In the tender valid from 1 April 2012 the routes to Svolvær, Leknes, Røst and Narvik were awarded to Danish Air Transport. Two weeks before operations were to start the Civil Aviation Authority of Norway stated that DAT did not meet the safety requirements, resulting in Widerøe instead being awarded the contract. The main issue resolved around the installation of the SCAT-I landing system; the time from the tender was completed until the operations started was eight weeks, but it took eight months to install the system. DAT stated that the introduction of the SCAT-I-system had resulted in a de facto monopoly for Widerøe. DAT sued the ministry for breaching the tender rules but lost the case.

==Closure==
The government supported the construction of Hålogaland Bridge on the condition that Narvik Airport, Framnes be closed. Minister of Transport Magnhild Meltveit Kleppa stated in 2010 that money saved on having to upgrade the runway safety area and the operating deficits of the airport and subsidies for the route could help finance the bridge, estimated to cost NOK 2.2 billion. The bridge will reduce the travel distance by road from Narvik to the Evenes by 18 km and 20 minutes, to 61 km and 55 minutes. Construction of the bridge started on 18 February 2013 and was scheduled for completion near the end of 2017. Widerøe, the only operator, decided to move the only line at Framnes (from Bodø) to Evenes airport on 1 April 2017, and increase its traffic there. The new bridge actually opened in December 2018.

==Facilities==
The runway is 965 m and aligned 01–19, roughly north–south. The airport is located at Framnes, 2 km from the town center. The airport has taxis, car rental and paid parking for 40 vehicles.

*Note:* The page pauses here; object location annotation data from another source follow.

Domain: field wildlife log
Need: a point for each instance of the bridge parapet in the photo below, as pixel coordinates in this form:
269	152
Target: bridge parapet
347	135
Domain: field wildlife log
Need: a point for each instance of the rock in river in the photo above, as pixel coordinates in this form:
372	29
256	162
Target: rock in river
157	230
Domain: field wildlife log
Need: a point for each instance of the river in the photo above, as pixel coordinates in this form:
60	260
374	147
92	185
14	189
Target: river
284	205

==Airlines and destinations==
At the time of closure, the airport's only service was a Widerøe route to Bodø, operated using the Dash 8-100. The route was subsidized through a public service obligation with the Ministry of Transport and Communications. The airport handled 27,142 passengers, 2,586 aircraft movements and 0.6 tonnes of cargo in 2014.

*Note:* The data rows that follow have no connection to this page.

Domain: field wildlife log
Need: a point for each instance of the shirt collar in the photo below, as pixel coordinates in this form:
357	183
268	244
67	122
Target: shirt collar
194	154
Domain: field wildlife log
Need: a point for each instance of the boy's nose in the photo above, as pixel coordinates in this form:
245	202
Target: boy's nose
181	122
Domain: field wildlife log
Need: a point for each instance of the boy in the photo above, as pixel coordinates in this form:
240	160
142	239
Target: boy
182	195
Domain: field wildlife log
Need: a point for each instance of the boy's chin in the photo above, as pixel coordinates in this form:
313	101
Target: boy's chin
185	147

==Accidents and incidents==
- On 29 September 2004, an Algerian asylum seeker attacked the Kato Airline Flight 605 pilots with an axe. He boarded the Bodø-bound flight at Framnes and attacked the pilots mid-flight, attempting to take control over the aircraft. He was overpowered by two passengers and the first officer was able to take control over the aircraft, which was only 30 m from the ground. Security check was not yet implemented at small domestic airports in Norway at the time.